Merge pull request #76 from bigcode-project/loubnabnl-patch-2

loubnabnl · web-flow · commit 42405fd87b40 · 2023-05-22T17:17:38.000+02:00
Update README.md
diff --git a/README.md b/README.md
@@ -27,11 +27,11 @@ Below are the features and tasks of this framework:
 
 - Tasks:
     - 4 code generation **Python** tasks (with unit tests): [HumanEval](https://huggingface.co/datasets/openai_humaneval), [APPS](https://huggingface.co/datasets/codeparrot/apps), [MBPP](https://huggingface.co/datasets/mbpp) and [DS-1000](https://github.com/HKUNLP/DS-1000/) for both completion (left-to-right) and insertion (FIM) mode.
-    - [MultiPL-E](https://github.com/nuprl/MultiPL-E) evaluation suite (HumanEval translated into **18** programming languages)
+    - [MultiPL-E](https://github.com/nuprl/MultiPL-E) evaluation suite (HumanEval translated into **18** programming languages).
     - [Pal](https://github.com/reasoning-machines/pal) Program-aided Language Models evaluation for grade school math problems : [GSM8K](https://huggingface.co/datasets/gsm8k) and [GSM-HARD](https://huggingface.co/datasets/reasoning-machines/gsm-hard). These problems are solved by generating reasoning chains of text and code.
     - Code to text task from [CodeXGLUE](https://huggingface.co/datasets/code_x_glue_ct_code_to_text) (zero-shot & fine-tuning) for 6 languages: **Python, Go, Ruby, Java, JavaScript and PHP.**  Documentation translation task from [CodeXGLUE](https://huggingface.co/datasets/code_x_glue_tt_text_to_text).
-    - [CoNaLa](https://huggingface.co/datasets/neulab/conala) for **Python** code generation (2-shot setting and evaluation with BLEU score)
-    - [Concode](https://huggingface.co/datasets/code_x_glue_tc_text_to_code) for **Java** code generation (2-shot setting and evaluation with BLEU score)
+    - [CoNaLa](https://huggingface.co/datasets/neulab/conala) for **Python** code generation (2-shot setting and evaluation with BLEU score).
+    - [Concode](https://huggingface.co/datasets/code_x_glue_tc_text_to_code) for **Java** code generation (2-shot setting and evaluation with BLEU score).

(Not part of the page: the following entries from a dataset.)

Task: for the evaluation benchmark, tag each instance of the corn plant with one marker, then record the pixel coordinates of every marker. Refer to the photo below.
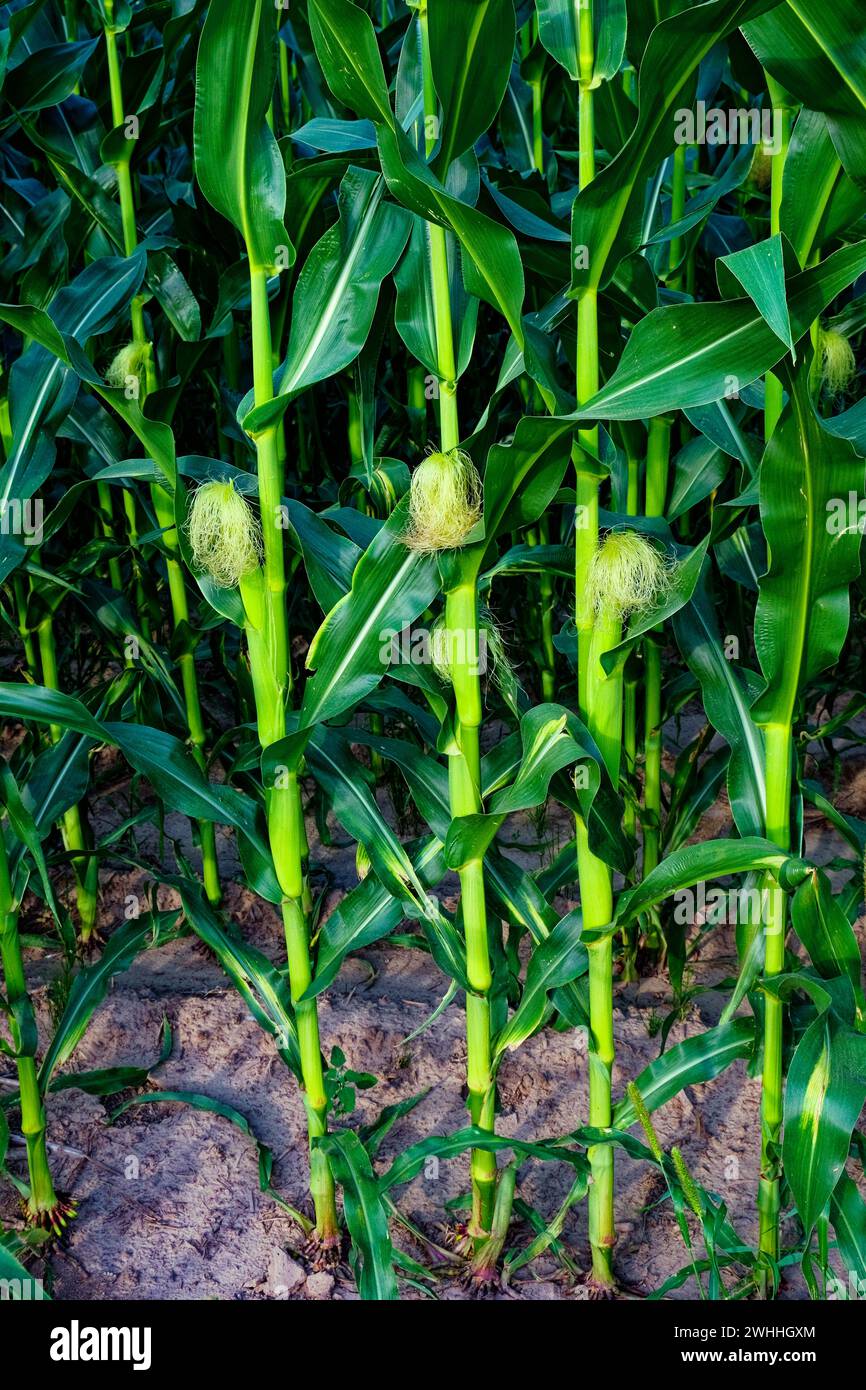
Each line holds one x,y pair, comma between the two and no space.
442,421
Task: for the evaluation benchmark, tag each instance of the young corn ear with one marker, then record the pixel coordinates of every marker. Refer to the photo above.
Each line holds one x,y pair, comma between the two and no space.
837,362
627,574
492,659
444,502
128,362
224,535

     - 3 multilingual downstream classification tasks: [Java Complexity prediction](https://huggingface.co/datasets/codeparrot/codecomplex), [Java code equivalence prediction](https://huggingface.co/datasets/code_x_glue_cc_clone_detection_big_clone_bench), [C code defect prediction](https://huggingface.co/datasets/code_x_glue_cc_defect_detection).
 
 More details about each task can be found in  the documentation in [`docs/README.md`](https://github.com/bigcode-project/bigcode-evaluation-harness/blob/main/docs/README.md).

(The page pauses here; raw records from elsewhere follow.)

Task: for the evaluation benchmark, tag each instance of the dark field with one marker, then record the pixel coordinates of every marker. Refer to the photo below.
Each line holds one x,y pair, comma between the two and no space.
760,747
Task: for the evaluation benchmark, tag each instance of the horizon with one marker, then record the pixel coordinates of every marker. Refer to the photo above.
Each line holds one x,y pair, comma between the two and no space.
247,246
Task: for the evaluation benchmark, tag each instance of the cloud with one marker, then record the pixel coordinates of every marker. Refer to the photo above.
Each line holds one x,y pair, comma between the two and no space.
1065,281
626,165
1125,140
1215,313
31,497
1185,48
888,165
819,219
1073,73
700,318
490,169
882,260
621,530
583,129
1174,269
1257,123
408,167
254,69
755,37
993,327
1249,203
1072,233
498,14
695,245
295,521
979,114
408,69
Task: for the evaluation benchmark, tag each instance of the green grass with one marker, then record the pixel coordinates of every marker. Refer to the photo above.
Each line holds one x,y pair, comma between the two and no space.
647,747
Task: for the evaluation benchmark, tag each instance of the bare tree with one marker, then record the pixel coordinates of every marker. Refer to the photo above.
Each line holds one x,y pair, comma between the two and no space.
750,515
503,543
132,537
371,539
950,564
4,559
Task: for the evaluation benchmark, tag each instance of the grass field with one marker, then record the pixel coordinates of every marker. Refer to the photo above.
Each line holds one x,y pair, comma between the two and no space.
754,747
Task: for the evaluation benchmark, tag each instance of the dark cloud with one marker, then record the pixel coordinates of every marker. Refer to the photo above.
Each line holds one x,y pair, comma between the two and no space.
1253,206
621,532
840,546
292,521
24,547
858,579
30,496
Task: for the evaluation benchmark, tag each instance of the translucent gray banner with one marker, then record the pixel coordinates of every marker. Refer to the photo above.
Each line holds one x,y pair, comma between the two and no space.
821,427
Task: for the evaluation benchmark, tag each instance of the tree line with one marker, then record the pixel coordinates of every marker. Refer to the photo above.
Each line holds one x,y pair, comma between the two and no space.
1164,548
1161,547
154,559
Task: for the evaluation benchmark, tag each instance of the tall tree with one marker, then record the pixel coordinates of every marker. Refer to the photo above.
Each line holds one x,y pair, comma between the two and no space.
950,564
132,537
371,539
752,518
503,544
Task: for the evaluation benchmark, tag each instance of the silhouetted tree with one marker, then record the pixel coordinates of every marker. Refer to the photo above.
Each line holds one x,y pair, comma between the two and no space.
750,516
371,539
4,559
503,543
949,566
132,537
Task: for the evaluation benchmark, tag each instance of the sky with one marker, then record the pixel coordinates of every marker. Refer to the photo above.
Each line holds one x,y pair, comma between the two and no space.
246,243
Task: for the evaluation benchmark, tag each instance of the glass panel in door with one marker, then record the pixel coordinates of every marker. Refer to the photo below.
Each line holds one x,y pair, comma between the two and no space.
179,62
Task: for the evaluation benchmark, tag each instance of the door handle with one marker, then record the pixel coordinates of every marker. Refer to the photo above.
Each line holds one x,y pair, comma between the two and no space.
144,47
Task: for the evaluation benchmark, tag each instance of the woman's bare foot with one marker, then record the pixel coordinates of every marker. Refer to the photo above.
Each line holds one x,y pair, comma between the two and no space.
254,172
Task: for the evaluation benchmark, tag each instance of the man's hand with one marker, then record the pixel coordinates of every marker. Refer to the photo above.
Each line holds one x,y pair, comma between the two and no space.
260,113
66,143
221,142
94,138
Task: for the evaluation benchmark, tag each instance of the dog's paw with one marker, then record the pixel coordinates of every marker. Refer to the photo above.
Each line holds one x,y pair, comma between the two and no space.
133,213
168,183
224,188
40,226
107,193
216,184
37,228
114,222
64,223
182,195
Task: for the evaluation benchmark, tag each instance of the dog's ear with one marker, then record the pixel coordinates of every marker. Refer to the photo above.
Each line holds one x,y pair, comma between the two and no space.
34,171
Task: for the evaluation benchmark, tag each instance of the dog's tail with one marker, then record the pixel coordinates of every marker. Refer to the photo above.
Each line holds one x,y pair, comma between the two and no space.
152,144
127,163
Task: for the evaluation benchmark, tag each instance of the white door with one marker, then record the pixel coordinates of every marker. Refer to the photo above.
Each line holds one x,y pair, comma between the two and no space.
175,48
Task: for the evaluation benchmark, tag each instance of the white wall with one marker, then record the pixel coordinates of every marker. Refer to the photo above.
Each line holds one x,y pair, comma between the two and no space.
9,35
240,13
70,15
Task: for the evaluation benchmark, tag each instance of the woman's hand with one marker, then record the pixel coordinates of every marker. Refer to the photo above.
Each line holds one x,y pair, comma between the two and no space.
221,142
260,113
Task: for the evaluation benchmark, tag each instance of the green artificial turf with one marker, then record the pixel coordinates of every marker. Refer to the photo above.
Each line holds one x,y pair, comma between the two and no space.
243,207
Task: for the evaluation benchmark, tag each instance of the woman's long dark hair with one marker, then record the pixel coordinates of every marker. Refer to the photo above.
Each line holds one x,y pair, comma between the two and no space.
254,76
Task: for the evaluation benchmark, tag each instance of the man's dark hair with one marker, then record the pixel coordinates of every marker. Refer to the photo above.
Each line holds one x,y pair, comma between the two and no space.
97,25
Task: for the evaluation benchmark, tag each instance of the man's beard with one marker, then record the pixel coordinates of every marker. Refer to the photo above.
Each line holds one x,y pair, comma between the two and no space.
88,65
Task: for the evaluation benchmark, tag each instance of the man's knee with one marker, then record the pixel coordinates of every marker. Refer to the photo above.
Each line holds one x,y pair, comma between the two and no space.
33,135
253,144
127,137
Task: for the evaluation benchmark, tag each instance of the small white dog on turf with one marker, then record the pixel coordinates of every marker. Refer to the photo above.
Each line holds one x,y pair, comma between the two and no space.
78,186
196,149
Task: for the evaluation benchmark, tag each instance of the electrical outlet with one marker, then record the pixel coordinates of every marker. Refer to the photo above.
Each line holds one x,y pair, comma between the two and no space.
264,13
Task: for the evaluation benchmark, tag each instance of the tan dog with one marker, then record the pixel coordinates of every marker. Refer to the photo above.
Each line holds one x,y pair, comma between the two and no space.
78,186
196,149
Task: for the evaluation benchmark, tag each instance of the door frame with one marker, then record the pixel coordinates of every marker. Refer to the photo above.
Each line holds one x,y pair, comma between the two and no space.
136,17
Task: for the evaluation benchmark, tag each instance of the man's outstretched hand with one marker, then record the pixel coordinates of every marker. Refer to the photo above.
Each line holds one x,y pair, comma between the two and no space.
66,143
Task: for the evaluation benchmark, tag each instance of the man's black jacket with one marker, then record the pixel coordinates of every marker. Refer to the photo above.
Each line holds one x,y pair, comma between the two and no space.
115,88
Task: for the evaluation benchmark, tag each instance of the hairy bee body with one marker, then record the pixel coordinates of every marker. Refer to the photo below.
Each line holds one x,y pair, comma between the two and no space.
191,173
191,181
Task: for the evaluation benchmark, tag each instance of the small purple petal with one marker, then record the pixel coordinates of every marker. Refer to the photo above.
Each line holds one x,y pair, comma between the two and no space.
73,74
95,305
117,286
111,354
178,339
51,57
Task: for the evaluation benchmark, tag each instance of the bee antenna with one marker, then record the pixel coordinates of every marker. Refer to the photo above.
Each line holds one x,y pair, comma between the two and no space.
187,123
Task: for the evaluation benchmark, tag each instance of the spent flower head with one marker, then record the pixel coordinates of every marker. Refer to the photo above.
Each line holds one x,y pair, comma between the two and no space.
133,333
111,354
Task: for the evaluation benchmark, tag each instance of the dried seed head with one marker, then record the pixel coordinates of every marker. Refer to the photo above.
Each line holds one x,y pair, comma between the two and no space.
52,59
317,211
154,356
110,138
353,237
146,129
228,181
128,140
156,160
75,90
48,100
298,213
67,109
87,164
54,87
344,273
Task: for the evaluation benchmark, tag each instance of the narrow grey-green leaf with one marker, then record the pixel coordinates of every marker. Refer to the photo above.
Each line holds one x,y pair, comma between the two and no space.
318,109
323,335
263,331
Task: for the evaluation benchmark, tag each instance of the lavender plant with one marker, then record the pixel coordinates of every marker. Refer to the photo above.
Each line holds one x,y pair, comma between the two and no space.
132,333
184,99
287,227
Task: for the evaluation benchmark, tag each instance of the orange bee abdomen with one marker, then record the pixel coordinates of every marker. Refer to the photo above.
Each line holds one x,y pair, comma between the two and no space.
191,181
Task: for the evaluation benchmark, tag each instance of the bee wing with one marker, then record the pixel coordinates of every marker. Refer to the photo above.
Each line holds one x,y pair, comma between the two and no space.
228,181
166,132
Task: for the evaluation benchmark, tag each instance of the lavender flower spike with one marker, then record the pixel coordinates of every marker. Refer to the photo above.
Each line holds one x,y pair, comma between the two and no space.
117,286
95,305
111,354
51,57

@@ -169,7 +169,7 @@ $ sudo docker run -v $(pwd)/generations_py.json:/app/generations_py.json:ro -it
 To implement a new task in this evaluation harness, see the guide in [`docs/guide`](https://github.com/bigcode-project/bigcode-evaluation-harness/blob/main/docs/guide.md). The are also contribution guidelines in this [`CONTRIBUTING.md`](https://github.com/bigcode-project/bigcode-evaluation-harness/blob/main/CONTRIBUTING.md)
 
 ## Documentation
-We provide documentation for the existing benchmarks and how we make the evaluation in [`docs/README.md`](https://github.com/bigcode-project/bigcode-evaluation-harness/blob/main/docs/README.md).
+We provide documentation for the existing benchmarks and how to run the evaluation in [`docs/README.md`](https://github.com/bigcode-project/bigcode-evaluation-harness/blob/main/docs/README.md).
 
 ## Remarks
 * Currenltly, we use data parallel evaluation across multiple GPUs using `accelerate`, this assumes that you can fit the model in one GPU.